ベルリン・フィルの意義

戦火のマエストロ 近衛秀麿

戦火のマエストロ 近衛秀麿

話のメインはもちろん戦時中のユダヤ人救済(レジスタンス)へのコミットメントだと思うが、ベルリン・フィルを取材して、この設立時から自主運営のオーケストラが、20世紀前半には音楽学校やマネジメントを含めた音楽総合企業になっていたことが具体的に説明されていて興味深い。

貴志康一は社交家で日本の大使館などを巻き込んで色々派手に企画していたようだが、近衛秀麿は現地の「楽壇」により深く食い込んでいる印象がある。

戦後、朝比奈隆が1953/54年の最初の渡欧でベルリン・フィルを重視したのは、単に上手いとか、名門とかいうのではなく、どうすればオーケストラを民間で自主運営できるのか、大阪のオーケストラ運営のお手本にしたんだろうと思う。

(BPOのティンパニーのテーリヒェンを関響に招くなど、楽員の交流もやっています。

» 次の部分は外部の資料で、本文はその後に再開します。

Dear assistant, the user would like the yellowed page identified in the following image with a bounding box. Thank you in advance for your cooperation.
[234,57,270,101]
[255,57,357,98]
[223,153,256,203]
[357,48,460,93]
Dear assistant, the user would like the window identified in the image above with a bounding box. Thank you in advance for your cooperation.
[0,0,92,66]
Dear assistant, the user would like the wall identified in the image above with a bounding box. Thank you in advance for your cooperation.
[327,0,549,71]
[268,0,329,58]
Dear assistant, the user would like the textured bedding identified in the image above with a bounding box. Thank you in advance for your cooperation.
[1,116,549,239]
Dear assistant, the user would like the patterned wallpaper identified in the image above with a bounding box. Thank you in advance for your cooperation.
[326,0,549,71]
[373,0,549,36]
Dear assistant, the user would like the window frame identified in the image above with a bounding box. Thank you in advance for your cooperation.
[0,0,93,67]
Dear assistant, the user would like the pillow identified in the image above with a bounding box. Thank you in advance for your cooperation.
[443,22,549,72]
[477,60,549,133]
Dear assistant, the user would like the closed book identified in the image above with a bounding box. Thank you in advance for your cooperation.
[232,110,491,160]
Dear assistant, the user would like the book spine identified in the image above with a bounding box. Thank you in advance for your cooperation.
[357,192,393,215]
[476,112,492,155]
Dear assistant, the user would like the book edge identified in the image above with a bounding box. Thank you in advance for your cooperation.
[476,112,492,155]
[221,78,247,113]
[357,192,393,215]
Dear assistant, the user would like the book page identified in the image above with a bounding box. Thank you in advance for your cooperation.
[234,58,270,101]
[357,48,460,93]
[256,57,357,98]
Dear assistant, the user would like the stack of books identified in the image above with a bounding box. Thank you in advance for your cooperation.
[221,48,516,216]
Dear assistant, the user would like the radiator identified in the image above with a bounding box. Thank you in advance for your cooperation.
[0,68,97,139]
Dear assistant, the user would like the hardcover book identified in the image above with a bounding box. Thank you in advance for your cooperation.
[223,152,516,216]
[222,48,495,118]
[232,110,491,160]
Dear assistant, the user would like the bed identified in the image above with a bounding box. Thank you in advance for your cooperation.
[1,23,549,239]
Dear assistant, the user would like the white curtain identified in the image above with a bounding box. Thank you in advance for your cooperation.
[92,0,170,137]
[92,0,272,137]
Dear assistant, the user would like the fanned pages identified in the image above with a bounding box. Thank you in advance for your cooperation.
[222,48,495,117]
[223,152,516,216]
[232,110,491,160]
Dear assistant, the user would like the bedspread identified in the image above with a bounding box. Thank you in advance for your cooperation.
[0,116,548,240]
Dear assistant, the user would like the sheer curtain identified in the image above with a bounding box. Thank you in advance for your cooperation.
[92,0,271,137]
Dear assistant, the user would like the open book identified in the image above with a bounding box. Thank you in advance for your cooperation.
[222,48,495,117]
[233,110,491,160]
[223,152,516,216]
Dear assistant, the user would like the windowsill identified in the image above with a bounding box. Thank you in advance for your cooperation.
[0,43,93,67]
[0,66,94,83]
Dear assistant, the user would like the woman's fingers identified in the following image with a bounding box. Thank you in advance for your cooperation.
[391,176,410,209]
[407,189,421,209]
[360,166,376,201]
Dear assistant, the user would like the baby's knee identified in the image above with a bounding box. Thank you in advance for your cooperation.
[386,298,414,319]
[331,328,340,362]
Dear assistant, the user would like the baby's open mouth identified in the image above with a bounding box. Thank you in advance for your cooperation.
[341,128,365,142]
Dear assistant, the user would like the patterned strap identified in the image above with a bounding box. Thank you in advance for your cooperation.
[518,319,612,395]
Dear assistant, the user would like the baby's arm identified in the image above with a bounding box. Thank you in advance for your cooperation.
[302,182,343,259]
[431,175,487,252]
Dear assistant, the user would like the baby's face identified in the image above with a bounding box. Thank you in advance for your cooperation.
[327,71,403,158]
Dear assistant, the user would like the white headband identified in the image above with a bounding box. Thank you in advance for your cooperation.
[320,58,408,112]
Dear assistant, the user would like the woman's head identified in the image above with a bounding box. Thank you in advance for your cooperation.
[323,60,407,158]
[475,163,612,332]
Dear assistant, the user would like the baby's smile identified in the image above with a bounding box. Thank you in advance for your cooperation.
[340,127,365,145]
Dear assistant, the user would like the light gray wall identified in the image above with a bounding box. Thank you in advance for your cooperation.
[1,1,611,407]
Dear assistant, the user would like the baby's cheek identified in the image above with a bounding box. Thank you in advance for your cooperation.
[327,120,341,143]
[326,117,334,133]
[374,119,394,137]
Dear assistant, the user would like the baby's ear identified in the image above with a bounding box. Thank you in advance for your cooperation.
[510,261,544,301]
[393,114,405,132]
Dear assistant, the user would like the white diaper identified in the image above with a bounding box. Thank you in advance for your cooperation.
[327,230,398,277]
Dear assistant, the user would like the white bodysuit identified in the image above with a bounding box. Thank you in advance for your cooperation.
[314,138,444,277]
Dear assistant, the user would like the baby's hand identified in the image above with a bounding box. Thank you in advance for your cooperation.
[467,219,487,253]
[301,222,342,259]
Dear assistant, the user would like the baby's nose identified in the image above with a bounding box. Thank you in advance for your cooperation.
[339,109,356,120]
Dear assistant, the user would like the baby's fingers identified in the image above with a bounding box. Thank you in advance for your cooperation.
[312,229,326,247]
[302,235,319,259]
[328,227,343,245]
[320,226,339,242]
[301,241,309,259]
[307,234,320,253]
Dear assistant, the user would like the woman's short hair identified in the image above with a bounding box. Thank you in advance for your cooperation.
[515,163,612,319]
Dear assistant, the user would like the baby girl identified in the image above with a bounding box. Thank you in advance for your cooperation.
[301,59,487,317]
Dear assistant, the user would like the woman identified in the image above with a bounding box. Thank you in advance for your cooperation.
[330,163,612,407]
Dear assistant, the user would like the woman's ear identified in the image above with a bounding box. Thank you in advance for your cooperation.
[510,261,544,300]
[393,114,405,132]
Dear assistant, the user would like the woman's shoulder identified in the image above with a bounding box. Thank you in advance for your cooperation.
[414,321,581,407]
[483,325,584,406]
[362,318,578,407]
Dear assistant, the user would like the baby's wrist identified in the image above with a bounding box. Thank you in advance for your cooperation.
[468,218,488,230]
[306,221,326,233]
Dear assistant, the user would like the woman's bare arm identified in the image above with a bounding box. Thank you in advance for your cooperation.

)

大阪でオーケストラを作っただけじゃなく、マネジメント(梶本)との太いパイプがあったし、音楽学校とも連携しようとしていた。そしてさらにオペラをやって、メディア(関西音楽新聞)も持っていた。総合的にやった(できた)ことが大きかったんだろうと思いますね。

「東アジアのクラシック音楽」は、アイデンティティ・ポリティクスみたいな「心の問題」だけでは片付かない事業だったんだろうと思うな。戦後においても。